Bodysurfing (1986) - Ohta-San

Herb Ohta, musically known as Ohta-San, started his ukulele career in the 1950s and became wildly popular in Hawaii, nationally, and internationally throughout the 1960s and 70s. By the time his self-titled album Ohta-San was released in 1986, he'd had several hit songs, recorded over a dozen records, and toured the world many times over. Side 1, Track 1 of Ohta-San was a much overlooked original song called "Bodysurfing" - essentially a "Wipeout"-esque instrumental tune, if "Wipeout" had been written on the uke and scored using 80s MIDI synth.

Ohta San 1986 Album Bodysurfing

The album ended up winning the Na Hoku Hanohano Award for Instrumental Album of the Year, but most likely for Ohta's arrangements of "Tequila," "Let's Dance," "Summertime," and "Whiter Shade of Pale." "Bodysurfing" would take a backseat to these much more recognizable tunes, at least until it was resurrected by a young ukulele virtuoso more than a decade later.

Bodysurfing (1999) - Pure Heart

Long before Jake Shimabukuro became the internationally-recognized internet ukulele celebrity we all know and love, he grew up in Hawaii and took ukulele lessons from Roy Sakuma Studios. Roy Sakuma was protégé of Ohta-San, so naturally young Jake looked up to Ohta-San, among other Hawaii ukulele heroes (including Eddie Kamae and later Troy Fernandez). After high school, Jake started a band called Pure Heart with his friends Jon Yamasato and Lopaka Colón and the trio cut their first album in 1998. The band became an overnight success in Hawaii and released Pure Heart 2 the very next year. This second album contained five instrumental songs, including both "Wipeout" and "Bodysurfing." Surprisingly, the once overlooked "Bodysurfing," as reimagined by Jake, was the standout hit.
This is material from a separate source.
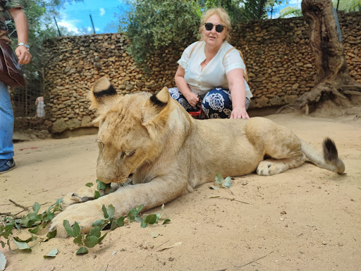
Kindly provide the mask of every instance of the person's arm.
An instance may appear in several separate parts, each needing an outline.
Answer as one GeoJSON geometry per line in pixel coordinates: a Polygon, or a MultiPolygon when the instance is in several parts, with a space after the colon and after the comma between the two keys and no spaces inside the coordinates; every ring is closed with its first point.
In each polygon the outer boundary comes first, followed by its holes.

Funny enough, long after Jake became a solo ukulele artist, gaining internet fame for his cover of "My Guitar Gently Weeps" & "Bohemian Rhapsody" and inspiring a whole new generation of ukulele players, "Bodysurfing" was resurrected yet again. In 2013, the female ukulele duo Honoka and Azita uploaded a video of themselves covering Jake's version of "Bodysurfing" on YouTube which went viral. As of this publication, it has over 24 million views.
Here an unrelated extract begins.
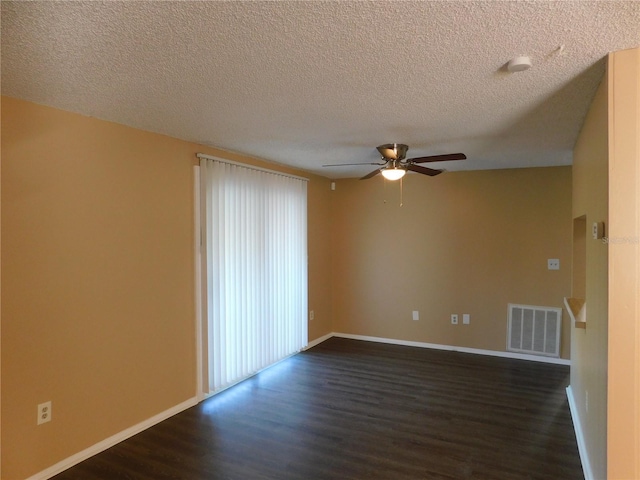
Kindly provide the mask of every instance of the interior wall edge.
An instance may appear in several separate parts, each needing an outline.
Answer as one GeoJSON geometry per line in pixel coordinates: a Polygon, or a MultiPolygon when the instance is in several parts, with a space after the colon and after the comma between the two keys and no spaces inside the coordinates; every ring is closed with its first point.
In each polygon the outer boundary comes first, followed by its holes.
{"type": "Polygon", "coordinates": [[[569,411],[571,412],[571,421],[573,423],[573,430],[576,434],[576,442],[578,443],[578,454],[580,455],[580,462],[582,463],[582,471],[584,472],[585,480],[595,480],[593,476],[593,470],[591,470],[591,462],[589,460],[589,451],[582,430],[582,422],[580,420],[580,413],[576,399],[573,396],[573,390],[571,385],[567,387],[567,400],[569,402],[569,411]]]}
If you'd like to learn either of these songs, be sure to check out the UU+ Solos Tutorials:
Guava Jam - UU+ Solos Lesson
Bodysurfing - UU+ Solos Lesson

As we have seen, in the ukulele world, what's new is old and what's old is new. When reflecting on your own musical journey, ask yourself: What songs have inspired me in the past? and With the skills and knowledge that I have now, how can I put a new spin on these old songs? Or maybe you haven't picked up your ukulele in awhile. You now have the opportunity to revisit some of the songs, techniques, or concepts that you've learned before. Who knows? You may see them in an entirely new light. As the world of ukulele (and your own playing) expands and evolves, it is certain that we will continue to discover even more ukulele gems waiting to be brought back to life.

-UU Staff

P.S. For more interesting ukulele history featuring Ohta San, Troy Fernandez, and Jake, check out our article, "Ukulele Origin Stories."


  1. Mahalo Aaron,
    I love reading your Ukulele Newsletter. I enjoy reading the history of the ukulele artist/musician and the evolution of the songs. I enjoy seeing names like Ohta San (who was famous when I was growing up on Oahu in the 50s & 60s ), Troy Fernandez, and Roy Sakuma. Mahalo for the history and background of these songs and the ukulele musicians who play them. Mahalo for reminding us of the remarkable capability and versatility of the ukulele.